A recent article in Slate discusses how legal policy in the United States should be fixed in the post-Bush era. There are many things in it with which I wholeheartedly disagree. Perhaps the most egregious case is in relation to providing immunity to telecom firms that carried out illegal wiretaps for the administration. Jack Goldsmith argues:
Private-industry cooperation with government is vital to finding and tracking terrorists. If telecoms are punished for their good-faith reliance on executive-branch representations, they will not help the government except when clearly compelled to do so by law. Only full immunity, including retroactive immunity, will guarantee full cooperation.

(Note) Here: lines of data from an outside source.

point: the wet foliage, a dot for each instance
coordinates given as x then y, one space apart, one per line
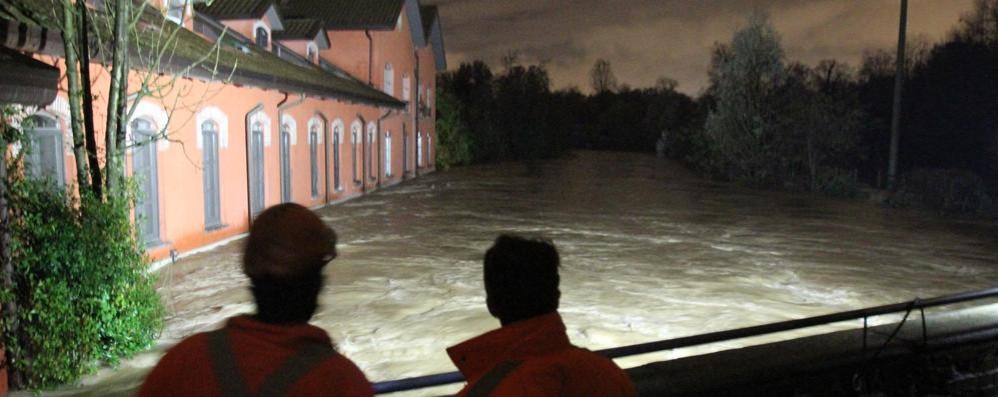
77 291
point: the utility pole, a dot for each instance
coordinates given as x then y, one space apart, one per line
898 86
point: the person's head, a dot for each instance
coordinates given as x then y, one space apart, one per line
521 278
287 248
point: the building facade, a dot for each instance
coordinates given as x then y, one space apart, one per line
306 101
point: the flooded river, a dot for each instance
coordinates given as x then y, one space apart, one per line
649 252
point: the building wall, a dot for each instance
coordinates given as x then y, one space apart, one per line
191 102
180 157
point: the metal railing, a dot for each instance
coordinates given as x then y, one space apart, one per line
420 382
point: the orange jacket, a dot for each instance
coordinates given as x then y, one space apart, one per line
549 365
259 350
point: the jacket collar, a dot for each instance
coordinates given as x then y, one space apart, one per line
531 337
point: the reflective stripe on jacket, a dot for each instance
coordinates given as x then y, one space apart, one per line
259 350
547 363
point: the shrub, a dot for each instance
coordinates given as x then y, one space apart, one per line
80 282
944 190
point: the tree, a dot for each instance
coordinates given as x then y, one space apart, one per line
454 146
744 76
602 78
92 267
981 24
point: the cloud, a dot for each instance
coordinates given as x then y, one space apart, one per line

I think the bigger danger here is providing a precedent that firms can break the law when asked by the administration, then bailed out afterwards. Only fear of prosecution is likely to make firms obey the law in the first place. Providing immunity would invalidate the concept of the rule of law, and open the door to more illegal actions carried out by the executive branch. “Full cooperation” is precisely what we do not want to encourage.

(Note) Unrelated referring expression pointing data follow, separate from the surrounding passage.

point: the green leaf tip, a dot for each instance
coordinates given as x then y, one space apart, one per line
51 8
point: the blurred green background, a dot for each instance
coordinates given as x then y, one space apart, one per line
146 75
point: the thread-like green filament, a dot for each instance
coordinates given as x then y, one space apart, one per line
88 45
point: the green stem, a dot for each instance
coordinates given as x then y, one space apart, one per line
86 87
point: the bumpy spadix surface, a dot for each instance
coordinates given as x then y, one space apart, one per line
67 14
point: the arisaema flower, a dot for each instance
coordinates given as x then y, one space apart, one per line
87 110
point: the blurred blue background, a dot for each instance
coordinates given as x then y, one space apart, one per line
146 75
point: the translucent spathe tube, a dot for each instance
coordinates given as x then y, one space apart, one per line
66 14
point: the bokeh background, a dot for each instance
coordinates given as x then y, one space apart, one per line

If government wants to intercept the communication of private individuals, it must be a policy adopted through the due course of law. People need to know what it involves (though not necessarily the details of exactly how it works), who supported it, and how those supporters justified the choice. Greater security from terrorism at the cost of a more opaque and lawless state is not a good tradeoff. Company bosses should fear that they will be the ones in the dock when evidence emerges of their engaging in criminal acts, regardless of who asked them to do so. The alternative is more dangerous than the plots that warrantless wiretapping sought to foil.